Wednesday, June 8, 2022

In My Forgotten Library


It happens every few months. I pull aside a screen, or open a curtain, or reach into an obscure corner of a room, and open the door to a library wing of my house that is not so much secret as forgotten. This library is immense, with bookcases that rise to the ceiling, suffused with light that seems natural, though I see no windows. The nearest bookshelves at my left hand are filled with European history. I recall that last time I was here, I dipped into some books about John Churchill, the first Duke of Marlborough.

In the early hours this morning, I step into the library room again. It is as I remember it. However, the room from which I enter is different. With its deep green wallpaper, I think it belongs to my next residence, which we are currently renovating, rather than my present house. Lucid inside the dream, it strikes me that I have not gone to the far end of the library wing and should explore what is there. I am surprised to find several people working at a large table.

When one of them turns, I see he is my favorite dead professor. I had many encounters with him over the years since his death, often in a very special research institution. I am skeptical about whether he is really here now, in this time and place. He laughs and peels off a mask. As the goatee and bald pate and glinting spectacles are removed, I see that my helper has been wearing a familiar face. I’m not sure, but I suspect he is the young historian inside my own psyche. A large, comfy lady at the table seems quite solid. In her shapeless print dress, she’s not putting on any façade. Her name is Maureen, and she is available for research assignments. The third figure, male, is not introduced.

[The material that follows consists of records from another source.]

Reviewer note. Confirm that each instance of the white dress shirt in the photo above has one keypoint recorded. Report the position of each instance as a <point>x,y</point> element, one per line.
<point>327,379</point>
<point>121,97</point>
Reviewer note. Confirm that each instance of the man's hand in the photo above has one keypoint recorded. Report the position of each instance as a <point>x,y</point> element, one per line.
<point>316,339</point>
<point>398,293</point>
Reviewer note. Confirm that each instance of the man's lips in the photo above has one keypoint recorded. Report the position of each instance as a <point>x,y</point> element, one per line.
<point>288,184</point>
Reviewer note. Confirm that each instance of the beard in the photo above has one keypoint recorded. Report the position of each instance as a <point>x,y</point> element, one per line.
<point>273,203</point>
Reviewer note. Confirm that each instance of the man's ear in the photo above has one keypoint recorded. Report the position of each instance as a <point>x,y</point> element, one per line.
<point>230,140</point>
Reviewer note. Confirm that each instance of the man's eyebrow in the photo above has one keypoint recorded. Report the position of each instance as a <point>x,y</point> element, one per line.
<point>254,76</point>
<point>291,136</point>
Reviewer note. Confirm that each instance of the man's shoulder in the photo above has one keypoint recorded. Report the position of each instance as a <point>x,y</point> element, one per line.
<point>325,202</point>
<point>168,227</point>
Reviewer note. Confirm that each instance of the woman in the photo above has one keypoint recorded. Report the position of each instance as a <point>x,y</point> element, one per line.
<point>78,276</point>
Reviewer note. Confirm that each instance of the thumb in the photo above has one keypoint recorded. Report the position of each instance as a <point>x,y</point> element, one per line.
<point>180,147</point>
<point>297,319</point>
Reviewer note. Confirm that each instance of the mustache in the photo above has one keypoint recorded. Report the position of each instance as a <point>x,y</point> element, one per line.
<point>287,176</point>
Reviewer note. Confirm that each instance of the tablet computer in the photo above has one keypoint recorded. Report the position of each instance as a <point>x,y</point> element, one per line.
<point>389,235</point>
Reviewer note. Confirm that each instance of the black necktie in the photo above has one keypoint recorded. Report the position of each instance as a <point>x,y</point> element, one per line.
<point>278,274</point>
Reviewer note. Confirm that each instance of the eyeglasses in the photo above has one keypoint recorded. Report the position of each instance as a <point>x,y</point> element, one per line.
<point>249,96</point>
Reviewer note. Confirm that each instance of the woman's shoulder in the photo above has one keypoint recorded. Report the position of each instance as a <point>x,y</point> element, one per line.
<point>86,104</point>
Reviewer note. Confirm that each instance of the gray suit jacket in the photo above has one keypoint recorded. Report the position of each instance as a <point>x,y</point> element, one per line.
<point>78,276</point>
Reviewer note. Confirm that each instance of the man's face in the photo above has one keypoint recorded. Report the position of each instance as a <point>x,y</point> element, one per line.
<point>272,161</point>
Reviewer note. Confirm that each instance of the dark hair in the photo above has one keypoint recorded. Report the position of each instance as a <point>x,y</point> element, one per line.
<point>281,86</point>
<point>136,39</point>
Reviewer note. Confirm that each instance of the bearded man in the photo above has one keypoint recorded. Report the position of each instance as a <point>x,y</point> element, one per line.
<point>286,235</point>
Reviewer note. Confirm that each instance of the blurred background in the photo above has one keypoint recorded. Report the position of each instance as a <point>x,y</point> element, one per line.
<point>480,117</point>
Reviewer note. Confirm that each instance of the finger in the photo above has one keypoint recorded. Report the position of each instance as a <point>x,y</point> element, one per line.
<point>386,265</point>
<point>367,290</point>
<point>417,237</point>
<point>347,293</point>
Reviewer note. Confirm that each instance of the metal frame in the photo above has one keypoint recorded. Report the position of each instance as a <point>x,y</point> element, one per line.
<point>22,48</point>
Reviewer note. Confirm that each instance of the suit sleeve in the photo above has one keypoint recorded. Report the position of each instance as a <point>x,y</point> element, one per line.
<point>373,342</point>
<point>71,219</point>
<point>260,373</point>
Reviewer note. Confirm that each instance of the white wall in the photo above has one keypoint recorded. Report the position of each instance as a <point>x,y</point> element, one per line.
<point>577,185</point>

“What are you working on?”

“Parallel lives.”

Of course. A perennial theme. When I met my dead professor at a research institute twenty years ago, he showed me this was his main work. Not simply Parallel Lives as Plutarch wrote them, coupling biographies of prominent Greeks and Romans, but a branch of Metahistory: the study of how the dramas or people living in different times and places can turn on each other, shifting each other’s lives. Back them, my dead professor was studying the interaction between the lives of Lenin and an ancient tyrant. Dionysius of Syracuse. I wonder who will most reward my study now? Maybe Maureen can tell me.